Voghe, Soragna vede i play off
VOGHERA. Il momento per il Voghera è difficile. Solo nove punti nel girone di ritorno e ora la zona play off dista cinque lunghezze. Poca lucidità e quindi poche gol segnati hanno portato i rossoneri a metà classifica. Gianluca Soragna ha segnato un solo gol in 12 gare: «Non è un periodo positivo, fatichiamo a creare azioni pericolose e a fare gol. Crediamo ancora nei play off». Da segnalare che la 12ª di ritorno, in programma l'1 aprile, è stata anticipa a sabato 31 marzo per garantire la partecipazione dei giocatori convocati al Torneo nazionale giovanile di Viareggio.
Dove è finita la bella realtà di fine andata?
«Non eravamo uno squadrone allora, e non siamo dei brocchi adesso. Siamo la via di mezzo. È un momento in cui non facciamo gol e fatichiamo ad avere occasioni nitide per segnare».
È soddisfatto della prova con il Canavese?
«Soddisfatto no, abbiamo perso. Non possiamo dire di avere giocato male. Il nostro portiere, eccetto il rigore, ha effettuato una sola parata su una mischia in area. A nostro favore c'erano due occasioni simili al loro penalty sul quale l'arbitro ha sorvolato. Contano anche i rigori, segnarli sono punti. Il Canavese non è la prima volta che beneficia di tali situazioni».
Tante volte l'arbitro Guida ha fischiato falli contro a lei e Guerrisi.
«Non capisco gli arbitraggi. Mi sembra strano che Guerrisi e io facciamo sempre fallo. Bisogna sapere valutare e non cascarci sempre».
La sua arma migliore è lo stacco di testa. La sua sterilità in zona gol è forse dovuta ai pochi cross?
«Tante volte arriviamo sul fondo e facciamo fatica a metterla dentro. Ultimamente creiamo anche poco».
Come è stata la traversa di domenica scorsa?

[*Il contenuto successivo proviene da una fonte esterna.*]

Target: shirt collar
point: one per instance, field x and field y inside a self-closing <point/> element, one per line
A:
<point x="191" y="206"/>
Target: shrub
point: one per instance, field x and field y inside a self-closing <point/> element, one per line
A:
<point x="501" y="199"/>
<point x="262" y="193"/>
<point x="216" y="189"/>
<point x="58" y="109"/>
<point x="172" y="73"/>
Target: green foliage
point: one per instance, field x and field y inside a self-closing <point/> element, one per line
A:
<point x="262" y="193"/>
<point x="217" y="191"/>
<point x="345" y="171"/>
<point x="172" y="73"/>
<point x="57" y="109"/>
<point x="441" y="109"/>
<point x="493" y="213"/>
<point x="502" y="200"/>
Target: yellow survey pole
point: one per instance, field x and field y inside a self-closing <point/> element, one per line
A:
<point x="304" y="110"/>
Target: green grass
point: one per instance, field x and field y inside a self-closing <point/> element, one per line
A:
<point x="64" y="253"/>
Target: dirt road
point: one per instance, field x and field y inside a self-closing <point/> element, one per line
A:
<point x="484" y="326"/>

«Mariotti ha tirato ed è stata respinta sulla linea. Mi è arrivata la palla, avevo Spinelli che entrava in scivolata e un uomo sul palo. L'ho alzata e ho preso la traversa. Non l'ho digerito. Però non dobbiamo attaccarci alla sfortuna. In un'annata le situazione si bilanciano».
Qual è l'obiettivo del Voghera in questo momento?
«I play off rimangono alla portata, anche se siamo staccati di 5 punti. Abbiamo due scontri diretti con Alessandria e Vercelli. Il divario si può accorciare, però bisogna vincere. Quando bisogna contare sugli altri è difficile».
Ora è a 5: spera sempre di arrivare in doppia cifra?
«Si, altrimenti sarebbe deludente. Le partite diminuiscono; diventano tutte finali per noi. È complicato, ci crediamo anche se penso che la nostra rosa, rispetto alle avversarie dirette è più ristretta».
Domenica c'è il Castelletto, gara d'esordio d'andata per Soragna che arrivava dalla Biellese.
«Allora avevamo 11 punti e abbiamo concluso l'andata a 27. Avevamo giocato bene e vinto, dico che si può fare».